Não tenho memória de alguma vez um chefe de Governo ter reconhecido publicamente, depois destes conselhos europeus, que as coisas não lhe correram bem. E mais. Já aconteceu com alguns deles ausentarem-se temporariamente da sala para passarem informalmente indicações para o exterior dando conta dos seus sucessos. Não posso esquecer o "ralhete" de Jacques Delors aos chefes de Governo, a que assisti, alertando para a perturbação que esse comportamento trazia aos consensos que era fundamental serem encontrados. Presenciei-o quando, na qualidade de relator do Parlamento Europeu para a reforma dos Fundos Estruturais, acompanhei o presidente do Parlamento que fora convidado excecionalmente a participar nesse conselho.
Portanto, o adiamento duma decisão final em matéria tão delicada como esta não é senão o habitual. Faz parte do jogo negocial de cada um face aos seus pares e do jogo político para consumo interno.
No que a Portugal diz respeito, o que importa é saber como vai o Governo reagir à situação de corte previsto no pacote financeiro que nos é destinado. Para já, Paulo Portas primeiro e Passos Coelho depois, disseram aquilo que tinham que dizer nesta fase - a proposta é inaceitável. Um corte que segundo as estimativas do Governo poderia chegar aos 16%, a acontecer, deixaria o primeiro-ministro ainda mais fragilizado. Contudo, a circunstância de o orçamento comunitário ter de ser aprovado por unanimidade permite a Portugal ter uma força negocial que em nenhuma outra situação consegue.

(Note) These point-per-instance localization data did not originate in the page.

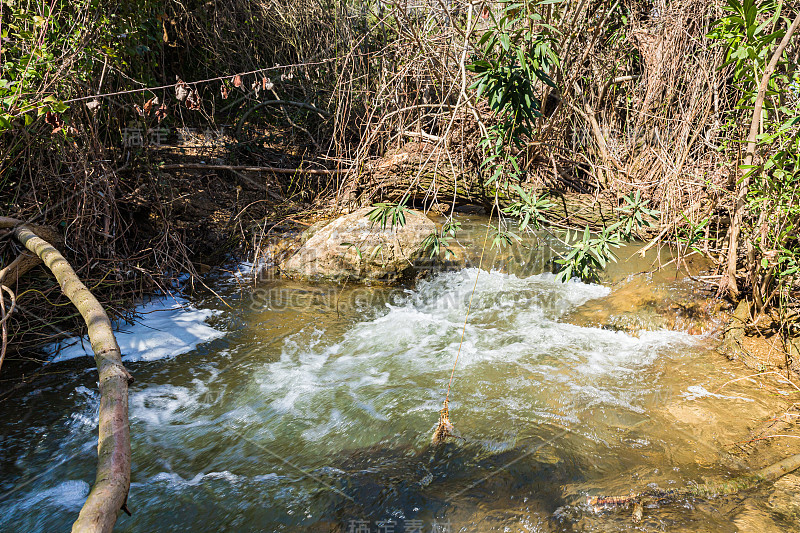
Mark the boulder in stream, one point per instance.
(354, 248)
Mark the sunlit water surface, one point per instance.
(314, 412)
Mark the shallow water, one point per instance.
(314, 411)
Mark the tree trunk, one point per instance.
(729, 281)
(110, 491)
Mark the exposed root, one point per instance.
(444, 428)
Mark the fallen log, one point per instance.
(110, 491)
(767, 474)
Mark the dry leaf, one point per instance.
(54, 120)
(193, 100)
(93, 105)
(181, 90)
(161, 113)
(148, 106)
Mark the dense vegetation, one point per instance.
(647, 106)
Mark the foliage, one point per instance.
(438, 242)
(749, 33)
(590, 254)
(393, 214)
(530, 208)
(515, 61)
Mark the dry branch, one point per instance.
(274, 170)
(729, 282)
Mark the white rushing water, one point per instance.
(233, 430)
(164, 327)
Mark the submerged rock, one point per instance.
(354, 248)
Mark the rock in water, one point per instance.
(354, 248)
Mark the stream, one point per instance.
(310, 407)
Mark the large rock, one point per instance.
(354, 248)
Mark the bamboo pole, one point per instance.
(110, 491)
(729, 284)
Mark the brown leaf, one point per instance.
(148, 106)
(161, 113)
(181, 90)
(193, 100)
(54, 120)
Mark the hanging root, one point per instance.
(444, 428)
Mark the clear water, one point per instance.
(315, 410)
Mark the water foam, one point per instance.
(164, 327)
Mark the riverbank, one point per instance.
(584, 387)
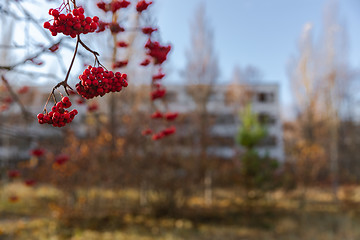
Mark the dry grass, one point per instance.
(97, 214)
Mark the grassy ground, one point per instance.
(40, 214)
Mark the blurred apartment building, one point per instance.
(223, 107)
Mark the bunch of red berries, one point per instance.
(95, 81)
(157, 51)
(71, 24)
(142, 5)
(58, 116)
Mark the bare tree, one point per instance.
(201, 73)
(320, 76)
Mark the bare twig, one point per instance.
(26, 114)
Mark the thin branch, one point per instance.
(64, 83)
(26, 114)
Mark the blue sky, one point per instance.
(263, 33)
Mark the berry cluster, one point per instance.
(158, 52)
(58, 116)
(142, 5)
(95, 81)
(71, 24)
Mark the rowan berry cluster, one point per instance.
(157, 51)
(72, 23)
(142, 5)
(58, 116)
(95, 81)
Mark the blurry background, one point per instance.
(266, 142)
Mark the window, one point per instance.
(267, 119)
(265, 97)
(269, 141)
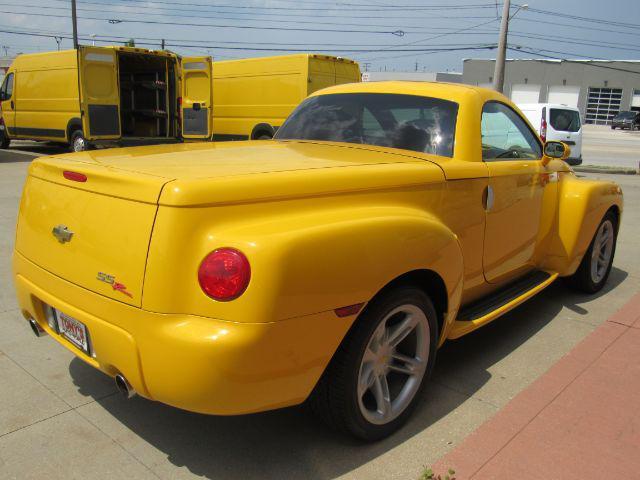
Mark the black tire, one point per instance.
(335, 398)
(583, 280)
(77, 139)
(4, 140)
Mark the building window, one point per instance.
(602, 105)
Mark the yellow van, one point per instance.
(97, 95)
(252, 97)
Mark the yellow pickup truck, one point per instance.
(327, 265)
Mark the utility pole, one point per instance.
(74, 19)
(498, 74)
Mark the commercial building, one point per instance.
(599, 88)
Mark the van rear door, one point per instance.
(99, 94)
(197, 97)
(564, 125)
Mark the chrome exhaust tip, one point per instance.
(124, 387)
(38, 331)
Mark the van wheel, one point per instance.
(596, 264)
(374, 380)
(4, 141)
(78, 142)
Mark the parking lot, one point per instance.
(610, 148)
(59, 418)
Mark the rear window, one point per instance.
(408, 122)
(564, 120)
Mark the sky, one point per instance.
(400, 35)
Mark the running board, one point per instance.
(487, 309)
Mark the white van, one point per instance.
(557, 122)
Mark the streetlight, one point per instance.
(74, 20)
(498, 74)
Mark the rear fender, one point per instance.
(301, 264)
(581, 206)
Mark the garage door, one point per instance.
(564, 95)
(603, 104)
(525, 93)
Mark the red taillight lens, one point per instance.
(224, 274)
(75, 176)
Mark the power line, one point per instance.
(347, 6)
(579, 62)
(399, 33)
(217, 17)
(583, 19)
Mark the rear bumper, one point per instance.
(194, 363)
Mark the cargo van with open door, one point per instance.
(99, 96)
(196, 106)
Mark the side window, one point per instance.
(505, 136)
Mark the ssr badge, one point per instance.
(111, 280)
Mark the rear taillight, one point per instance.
(224, 274)
(75, 176)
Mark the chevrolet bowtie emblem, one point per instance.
(62, 233)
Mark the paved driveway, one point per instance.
(60, 419)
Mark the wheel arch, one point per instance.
(430, 282)
(582, 204)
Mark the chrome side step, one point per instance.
(487, 309)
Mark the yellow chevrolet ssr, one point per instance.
(327, 265)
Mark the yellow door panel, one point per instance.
(513, 219)
(197, 97)
(99, 92)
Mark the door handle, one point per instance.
(487, 198)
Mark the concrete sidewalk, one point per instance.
(580, 420)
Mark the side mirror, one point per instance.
(555, 150)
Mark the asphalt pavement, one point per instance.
(61, 419)
(602, 146)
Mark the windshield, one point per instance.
(409, 122)
(564, 120)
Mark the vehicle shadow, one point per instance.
(291, 443)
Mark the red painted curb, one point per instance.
(536, 434)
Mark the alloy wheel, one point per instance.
(393, 364)
(602, 251)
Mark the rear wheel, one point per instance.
(374, 379)
(596, 264)
(78, 142)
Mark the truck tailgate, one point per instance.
(93, 233)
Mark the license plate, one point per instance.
(73, 330)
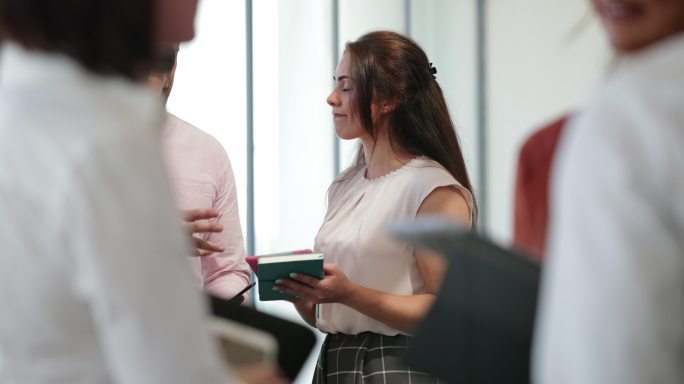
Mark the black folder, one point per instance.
(295, 341)
(480, 328)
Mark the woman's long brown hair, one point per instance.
(389, 67)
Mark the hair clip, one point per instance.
(433, 71)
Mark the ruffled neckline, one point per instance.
(387, 175)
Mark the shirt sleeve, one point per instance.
(226, 273)
(131, 269)
(612, 300)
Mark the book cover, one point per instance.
(279, 266)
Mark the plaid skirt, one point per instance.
(367, 358)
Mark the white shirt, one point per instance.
(94, 282)
(612, 303)
(354, 237)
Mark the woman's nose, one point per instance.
(332, 99)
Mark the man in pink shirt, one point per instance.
(204, 188)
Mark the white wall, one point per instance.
(539, 66)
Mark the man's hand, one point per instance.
(261, 374)
(197, 222)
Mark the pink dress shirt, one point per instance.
(202, 177)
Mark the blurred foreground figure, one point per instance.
(612, 306)
(94, 284)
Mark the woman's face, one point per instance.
(635, 24)
(347, 123)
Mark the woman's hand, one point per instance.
(261, 374)
(197, 222)
(335, 287)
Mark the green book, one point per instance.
(280, 266)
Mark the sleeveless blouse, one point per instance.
(354, 237)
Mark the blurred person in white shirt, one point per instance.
(612, 302)
(93, 281)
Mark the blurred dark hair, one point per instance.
(107, 37)
(389, 67)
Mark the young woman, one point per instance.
(612, 304)
(409, 163)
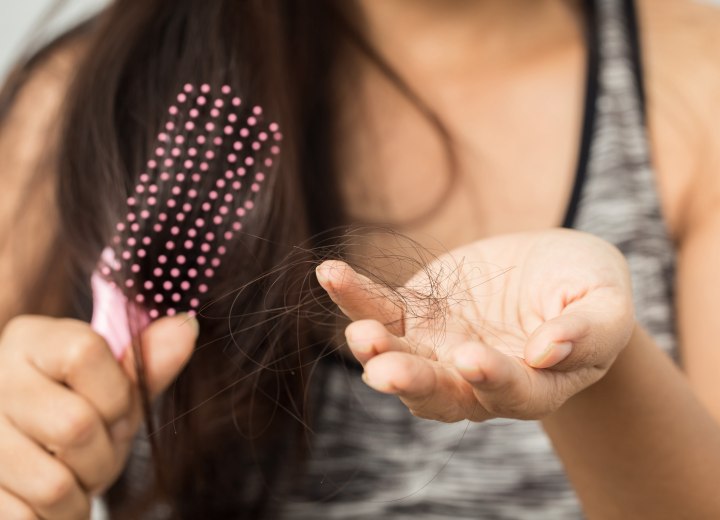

Claro que na fase difícil que o país atravessa as transferências financeiras da União Europeia têm uma relevância acrescida. Mas muito mais do que o envelope financeiro que, sem dúvida, contribui para aliviar o nosso aperto, a sua importância advém sobretudo da obrigatoriedade de aplicar os meios do Fundo de Coesão nos precisos fins a que se destinam. É a garantia de termos até 2020 um volume considerável de investimento financiado a 85% (a confirmar-se este passo positivo face aos previstos 75%), sem que os governos possam desviá-los para outras iniciativas.
O que está em causa são mais os egoísmos dos países mais desenvolvidos manifestados para consumo interno, do que a relevância das suas transferências financeiras para o orçamento da UE. Os grandes contribuintes líquidos, como a Alemanha, o Reino Unido, a França ou a Holanda, acabam por contabilisticamente contribuir para a União com menos de 0,4% do seu rendimento nacional bruto, segundo as contas da Comissão Europeia. Mas os PIGS ( Portugal, Italy, Greece, Spain ), os "preguiçosos do sul", não valem o esforço político das justificações que cada um desses chefes de Governo tem de dar aos seus eleitores. Referi o termo contabilisticamente porque na realidade não está a ser tomado em conta o retorno financeiro que resulta para os países mais desenvolvidos, grandes fornecedores de equipamentos e de tecnologia, do investimento feito com os fundos europeus nos países mais débeis. Um estudo nunca validado pela Comissão Europeia, pois retiraria capacidade negocial aos países mais fortes, referia que por cada euro transferido do Fundo de Coesão regressavam aos países contribuintes cerca de 50 cêntimos.
O Governo tem nesta negociação uma arma poderosa - o direito de veto. Cabe-lhe saber usá-lo. Se souber negociar, talvez consiga o balão de oxigénio indispensável para respirar durante mais algum tempo.